Figure 10 L'Armée des Pères Noël dans les rues de Copenhague, avec "l'Oie de Troie"

Plus tard, Solvognen continuera de produire des pièces de théâtre à Christiania, dans le Grey Hall ainsi que sous un chapiteau en abordant différents thèmes : la domination masculine (Kobmandsliv), le fascisme (Soldaterkammerater), la pollution (Dyrehaere), la dépendance aux drogues (Det hvide slot), et le chômage dans la dernière pièce (Chartertour Amora).
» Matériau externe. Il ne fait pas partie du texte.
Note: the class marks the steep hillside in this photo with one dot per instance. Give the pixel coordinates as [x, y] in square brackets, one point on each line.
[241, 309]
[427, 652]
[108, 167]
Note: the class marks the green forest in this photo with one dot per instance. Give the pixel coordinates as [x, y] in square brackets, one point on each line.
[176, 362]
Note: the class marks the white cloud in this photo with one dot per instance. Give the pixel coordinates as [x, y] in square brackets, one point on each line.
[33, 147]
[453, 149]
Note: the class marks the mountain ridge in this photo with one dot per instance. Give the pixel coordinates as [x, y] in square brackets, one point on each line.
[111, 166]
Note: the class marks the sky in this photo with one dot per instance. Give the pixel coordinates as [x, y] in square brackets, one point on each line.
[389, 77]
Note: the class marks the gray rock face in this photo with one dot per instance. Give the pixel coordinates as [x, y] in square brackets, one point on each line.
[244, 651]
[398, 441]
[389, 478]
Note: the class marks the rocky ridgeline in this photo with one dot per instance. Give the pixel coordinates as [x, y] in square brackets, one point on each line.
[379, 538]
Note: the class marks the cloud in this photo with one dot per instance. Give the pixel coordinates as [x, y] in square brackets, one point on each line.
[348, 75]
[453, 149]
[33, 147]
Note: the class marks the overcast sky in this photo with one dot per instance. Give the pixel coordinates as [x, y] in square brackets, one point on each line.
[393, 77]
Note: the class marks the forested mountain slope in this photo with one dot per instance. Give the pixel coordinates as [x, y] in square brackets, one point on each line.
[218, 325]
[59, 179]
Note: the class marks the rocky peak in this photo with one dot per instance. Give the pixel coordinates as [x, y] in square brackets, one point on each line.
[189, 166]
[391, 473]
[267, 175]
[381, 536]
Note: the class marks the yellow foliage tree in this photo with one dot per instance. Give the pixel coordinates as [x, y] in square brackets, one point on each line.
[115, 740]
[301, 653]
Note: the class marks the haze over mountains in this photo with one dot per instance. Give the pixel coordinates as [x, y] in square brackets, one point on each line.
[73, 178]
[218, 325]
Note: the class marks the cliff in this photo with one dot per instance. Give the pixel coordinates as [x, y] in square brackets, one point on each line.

Ce théâtre anti-autoritaire assumait son caractère socialiste, ce qui lui valut d'être décrit comme «la manifestation culturelle de gauche la plus puissante à ce jour » (Ibid. 23). Les caractéristiques propres à ce théâtre politique en font un acteur majeur du caractère subversif de Christiania. En effet, « probablement plus de 500 personnes ont été impliquées dans les activités de Solvognen au fil des ans », le groupe n'étant composé que d'amateurs (ibid. 24). De plus, dans leurs activités internes, les membres de Solvognen avaient cherché à s'organiser selon un mode de fonctionnement anti-autoritaire et autogéré : « la division du travail clairement définie dans les théâtres « établis » (entre les artistes et les techniciens, et avec la coordination de la gestion et de la distribution des emplois) est totalement étrangère à la Solvognen. Ce que le théâtre institutionnalisé garde séparé et attaché à certaines personnes ayant des compétences (dramaturge, producteur, acteur), Solvognen le conserve comme un ensemble uni, cela de manière aussi systématique qu'on ne trouve trace d'un culte de la vedette. Les performances sont le résultat d'un sentiment collectif, et, par conséquent, le groupe n'a jamais mis en avant l'un des contributeurs. Pas même dans les interviews données par les membres de Solvognen l'idée du collectif ne fut trahie. Dans les premières années, les membres sont toujours apparus comme membres de la fictive `famille Jensen' » (ibid. 24). Au-delà même du théâtre, le projet de Solvognen était de chercher à développer une autre organisation de la société en abattant les cloisons entre le théâtre et la vie quotidienne : « Solvognen est le groupe de théâtre danois qui a le plus constamment collé à l'idée qu'il ne devrait y avoir aucune limite entre le théâtre et les autres activités politiques. Le travail du groupe a été, en soi «une tentative de développer une nouvelle façon d'organiser l'existence humaine et, dans ce cadre, de mettre au point un nouveau procédé de production par les co-producteurs, où l'individu contribue à la création d'un produit en fonction de la capacité et l'envie. "(KjargaardJ, orgen & Carl Chr. Reiche, Solvognens sceneteateraestetik csc frigorelse). L'organisation et le mode de production sont dans un sens une partie de l'utopie de Solvognen, tout comme les performances sont une réalisation naissante de celle-ci » (ibid. 25).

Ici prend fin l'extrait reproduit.